Mon | Aug 21, 2017

Reporter's Notebook: 'Conversating' with our athletes

Published:Friday | February 19, 2016 | 2:30 PMDania Bogle

Call me a snob – an intellectual snob, if you please- but there’s nothing I enjoy better than hearing a young person, be it student, athlete, or otherwise speaking in what in my day was called “The Queen’s English.”
I had the pleasure of speaking in an interview to national 400m champion Javon Francis recently, and while there were phrases in which he used the vernacular, for the most part, he spoke in complete sentences, using the English language.
It was evident that this was a young man who wished to represent himself well, and the way to do that, for him, was to speak in standard English.
Admittedly there are some things that are just easier to say in patois, and I use it often.

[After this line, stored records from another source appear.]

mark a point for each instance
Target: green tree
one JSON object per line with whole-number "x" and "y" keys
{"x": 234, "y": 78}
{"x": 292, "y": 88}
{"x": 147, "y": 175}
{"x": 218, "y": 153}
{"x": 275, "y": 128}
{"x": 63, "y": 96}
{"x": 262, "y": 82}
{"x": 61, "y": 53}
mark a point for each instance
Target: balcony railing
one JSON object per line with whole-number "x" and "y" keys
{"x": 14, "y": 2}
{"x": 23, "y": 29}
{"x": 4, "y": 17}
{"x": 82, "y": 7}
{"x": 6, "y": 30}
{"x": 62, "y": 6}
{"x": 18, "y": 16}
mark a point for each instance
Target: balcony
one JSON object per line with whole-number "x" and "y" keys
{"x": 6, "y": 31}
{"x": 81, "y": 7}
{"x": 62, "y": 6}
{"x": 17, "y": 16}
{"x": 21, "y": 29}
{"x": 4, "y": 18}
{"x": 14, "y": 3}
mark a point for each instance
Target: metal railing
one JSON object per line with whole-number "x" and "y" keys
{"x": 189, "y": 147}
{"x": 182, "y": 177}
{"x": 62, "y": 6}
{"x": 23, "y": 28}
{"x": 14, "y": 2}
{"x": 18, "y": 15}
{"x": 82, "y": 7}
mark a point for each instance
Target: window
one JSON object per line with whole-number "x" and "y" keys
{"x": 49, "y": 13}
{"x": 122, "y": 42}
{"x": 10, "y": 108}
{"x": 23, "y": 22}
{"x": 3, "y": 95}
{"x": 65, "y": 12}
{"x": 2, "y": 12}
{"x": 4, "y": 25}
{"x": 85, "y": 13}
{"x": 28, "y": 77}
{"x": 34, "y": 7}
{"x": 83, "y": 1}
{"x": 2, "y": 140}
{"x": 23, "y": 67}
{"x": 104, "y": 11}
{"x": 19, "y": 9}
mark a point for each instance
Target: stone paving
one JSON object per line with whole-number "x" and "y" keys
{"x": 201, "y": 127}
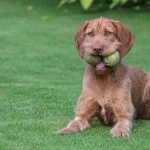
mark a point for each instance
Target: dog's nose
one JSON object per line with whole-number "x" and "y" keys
{"x": 97, "y": 48}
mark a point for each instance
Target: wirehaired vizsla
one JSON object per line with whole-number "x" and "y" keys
{"x": 114, "y": 94}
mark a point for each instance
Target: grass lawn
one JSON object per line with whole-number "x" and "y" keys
{"x": 41, "y": 77}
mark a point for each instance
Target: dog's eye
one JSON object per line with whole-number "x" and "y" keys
{"x": 90, "y": 33}
{"x": 108, "y": 33}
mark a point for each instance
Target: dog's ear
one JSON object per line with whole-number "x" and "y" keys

However, it is grating to the ears to listen to some of our young students speak, and it is clear that they speak that way, not because they find it easier to express themselves in patois, but because they can do no better.
And I’m not talking about speaking with a faux-accent either.
Children as young as three and four, at a time when language is just being formed and it is imperative to speak to them in grammatical sentences, churning out words which I don’t even use in my living room.
Is it then any wonder that when we hear them as 14, 15, or 16-year-olds doing interviews with the media that they can barely conduct themselves?
The formative years when they should have been getting the practice needed by holding developmentally-appropriate conversations with their parents and other caregivers, their speech was being totally neglected.
I have had this discussion many times with friends of mine. It’s just not something you would hear from say an American athlete at the same age.
I spoke with World Youth 100m and 200m champion, Candace Hill, in Cali, Colombia last year, and although she was only 17, the young lady was able to express herself perfectly. She was leaps and bounds ahead of many of her Jamaican counterparts.
I know many of us came from a  generation when “children should be seen and not heard”, and self-expression is a practical skill. It is through the holding of conversations that one learns to converse.
Some would say reading is important because it helps also to build a vocabulary, but I’ve heard many an adult use words which it was clear they had only ever encountered on a page.